Je me mis donc à étudier le système géologique de la contrée. Vous savez que dans chaque coin de pays, les bouleversements primitifs ont amené des perturbations différentes et des états divers du sol.

Il s’agissait donc de découvrir d’où venait l’eau minérale, par quelles fissures, quelle était la direction de ces fissures, leur origine et leur nature.

Je visitai d’abord avec grand soin l’établissement, et, apercevant dans un coin un vieux tuyau de baignoire hors de service, je remarquai qu’il était déjà presque obstrué par des calcaires. Donc l’eau, déposant les sels qu’elle contenait sur les parois des conduits, les bouchait en peu de temps. Il devait en arriver infailliblement autant dans les conduits naturels du sol, ce sol étant granitique. Donc, la source Bonnefille était bouchée. Rien de plus.

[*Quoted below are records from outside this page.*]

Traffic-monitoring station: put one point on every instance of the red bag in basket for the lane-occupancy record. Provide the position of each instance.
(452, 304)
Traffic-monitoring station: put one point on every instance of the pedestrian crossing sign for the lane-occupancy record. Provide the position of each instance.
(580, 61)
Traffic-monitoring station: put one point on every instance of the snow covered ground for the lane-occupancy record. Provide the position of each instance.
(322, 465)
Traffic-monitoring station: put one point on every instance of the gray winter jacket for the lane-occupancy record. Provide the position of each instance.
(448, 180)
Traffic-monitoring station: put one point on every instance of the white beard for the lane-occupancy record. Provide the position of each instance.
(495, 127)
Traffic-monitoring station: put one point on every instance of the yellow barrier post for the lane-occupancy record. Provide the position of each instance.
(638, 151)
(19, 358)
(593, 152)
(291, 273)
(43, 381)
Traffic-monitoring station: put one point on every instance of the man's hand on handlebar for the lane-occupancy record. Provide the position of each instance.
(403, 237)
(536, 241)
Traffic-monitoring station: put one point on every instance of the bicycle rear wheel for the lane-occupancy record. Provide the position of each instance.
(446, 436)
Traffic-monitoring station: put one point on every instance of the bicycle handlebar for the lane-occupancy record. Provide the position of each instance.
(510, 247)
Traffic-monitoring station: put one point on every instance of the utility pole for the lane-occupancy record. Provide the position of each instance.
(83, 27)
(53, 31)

Il fallait la retrouver plus loin. Tout le monde l’aurait cherchée au-dessus de son point de sortie primitif. Moi, après un mois d’études, d’observations et de raisonnements, je la cherchai et je la retrouvai cinquante mètres plus bas. Et voici pourquoi.

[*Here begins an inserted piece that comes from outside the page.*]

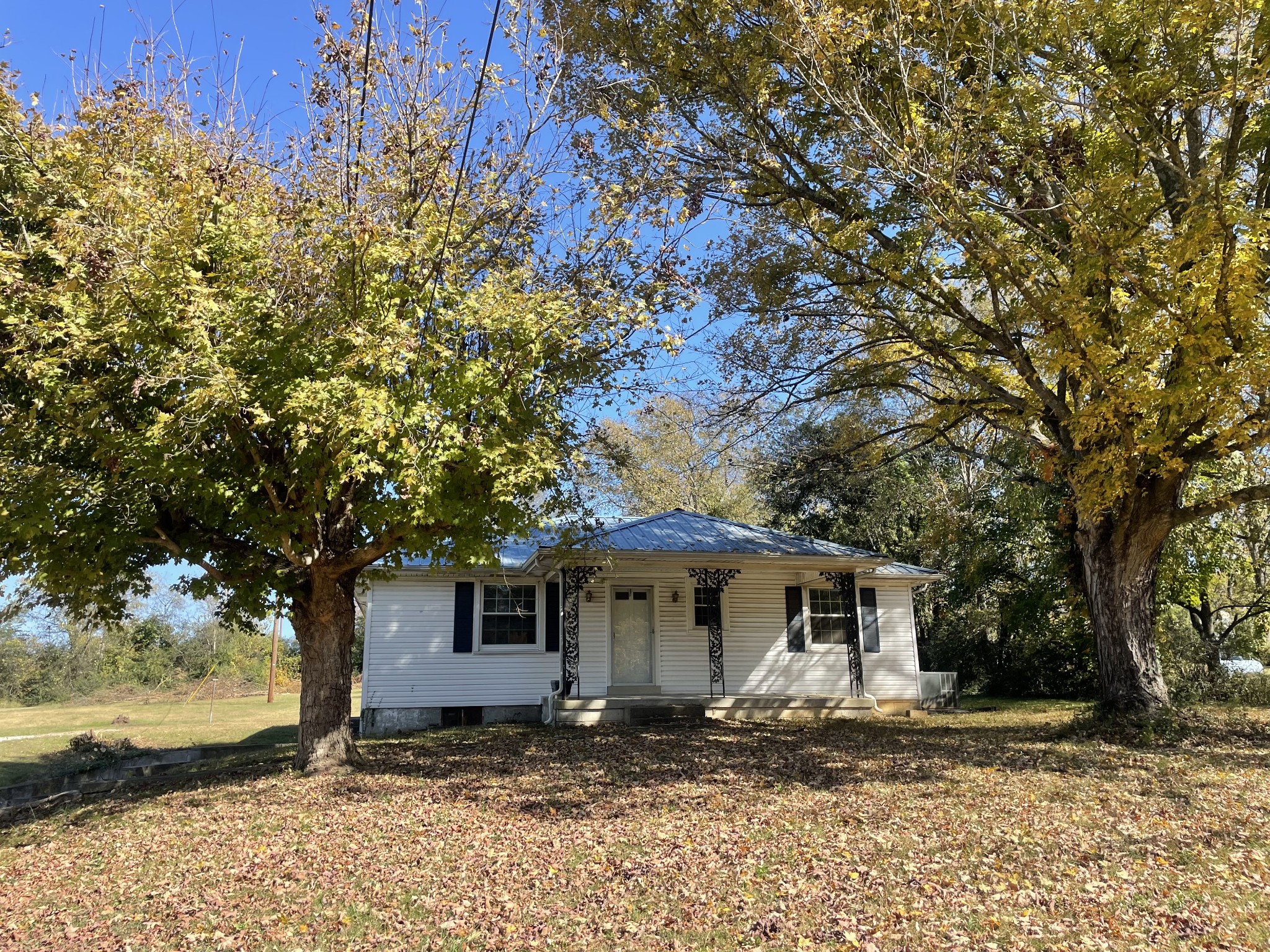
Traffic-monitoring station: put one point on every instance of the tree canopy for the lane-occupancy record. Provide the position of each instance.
(286, 362)
(1050, 219)
(673, 454)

Je vous ai dit tout à l’heure qu’il fallait déterminer d’abord l’origine, la nature et la direction des fissures du granit qui amènent l’eau. Il me fut aisé de constater que ces fissures allaient de la plaine vers la montagne et non de la montagne vers la plaine, inclinées comme un toit, par suite assurément d’un affaissement de cette plaine qui avait entraîné avec elle dans son effondrement les premiers contreforts des monts. Donc l’eau, au lieu de descendre, remontait entre chaque interstice des couches granitiques. Et je découvris aussi la cause de ce phénomène imprévu.

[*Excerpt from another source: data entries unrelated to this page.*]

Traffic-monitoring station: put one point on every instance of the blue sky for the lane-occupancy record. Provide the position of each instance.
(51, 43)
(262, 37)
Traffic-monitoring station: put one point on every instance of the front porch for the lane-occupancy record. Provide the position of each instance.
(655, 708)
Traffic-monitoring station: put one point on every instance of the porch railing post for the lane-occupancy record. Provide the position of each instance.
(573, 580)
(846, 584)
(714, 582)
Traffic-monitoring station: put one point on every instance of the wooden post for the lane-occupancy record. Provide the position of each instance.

Autrefois la Limagne, cette vaste étendue de terrains sablonneux et argileux dont on aperçoit à peine les limites, se trouvait au niveau du premier plateau des monts; mais, par suite de la constitution géologique de ses dessous, elle s’abaissa, entraînant vers elle le bord de la montagne, comme je l’expliquais tout à l’heure. Or, ce tassement gigantesque produisit, juste au point de séparation des terres et du granit, un immense barrage d’argile d’une extrême profondeur et impénétrable aux liquides.

Et il arrive ceci:

L’eau minérale provient des foyers des anciens volcans. Celle qui arrive de fort loin se refroidit en route et surgit glacée comme les sources ordinaires; celle qui vient des foyers plus proches jaillit encore chaude, à des degrés différents, suivant l’éloignement du fourneau. Mais voici la marche qu’elle suit. Elle descend à des profondeurs inconnues, jusqu’au moment où elle rencontre le barrage d’argile de la Limagne. Ne le pouvant traverser, et poussée par de grandes pressions, elle cherche une issue. Trouvant alors les fentes inclinées du granit, elle s’y engage et les remonte jusqu’au moment où elles arrivent à fleur du sol. Alors, reprenant sa direction première, elle se remet à couler vers la plaine dans le lit ordinaire des ruisseaux. J’ajoute que nous ne voyons pas la centième partie des eaux minérales de ces vallons. Nous découvrons seulement celles dont le point de sortie se trouve à nu. Quant aux autres, parvenant au bord des fissures granitiques sous une couche épaisse de terre végétale et cultivée, elles se perdent dans ces terres qui les absorbent.